Witnesses they spoke to allege that Ayham al S. was responsible for “a large number of serious violations including kidnapping, torture and killing.”
“Victims and other witnesses are very afraid,” Blom explained. “They are afraid of threats. Also when they live in Europe they are afraid (for) their relatives still residing in Syria or the region of Syria. So people are not always so willing to talk to the judicial authorities.”
By all accounts, Ayham al S. led a quiet life in Arkel. He had made significant efforts to learn Dutch, his neighbor told CNN. His arrest shook the sleepy hamlet. The residents who cycle its streets and peer through windows at the foreign media cameras are reluctant to rehash the months-old past.
The legal principle that allows the Dutch government to pursue Ayham al S. is known as universal jurisdiction. It allows national prosecutors to pursue a suspect present in their country for grave crimes against international law. (It can also let prosecutors charge a suspect if they or their victim is a citizen of the country where the accusations are leveled.)

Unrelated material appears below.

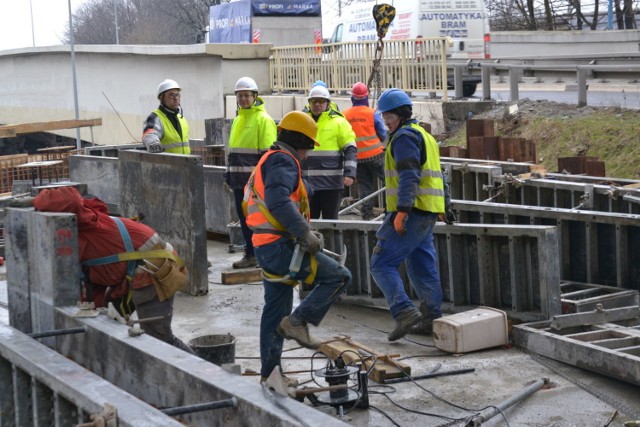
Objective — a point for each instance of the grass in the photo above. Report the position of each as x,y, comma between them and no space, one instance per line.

“We are prosecuting crimes that fall under the jurisdiction of the ICC,” or the International Criminal Court, Blom said. “But the ICC has always been complementary to national jurisdictions.” The ICC only actually steps in, she said, when a national government fails to take on a case.
The Netherlands said in May that the “terrorist threat” had increased. The National Coordinator for Counterterrorism and Security said that there are “more and more indications that jihadist organisations are preparing to carry out terrorist attacks in Europe.”
The terror assessment said, however, that people suspected of participation in terrorist organizations overseas who had sought asylum or refuge were unlikely to pose a threat to the Netherlands. “They are trying to build a new life for themselves in the Netherlands and to conceal their past from the authorities as best as possible.”
Ayham al S. already faces life in prison, according to Blom, if convicted of being a member of a terrorist organization, and being a member of a terrorist organization with the aim of committing war crimes.
Under the Dutch system, prosecutors continue to investigate his case while he’s in detention –which could last years before a trial takes places – and could add more charges.
“To be able to investigate and prosecute those cases, it is a very, very important aspect in our mission not to be a safe haven for war criminals, to be a safe haven for people who have committed the most serious crimes there are,” said Blom.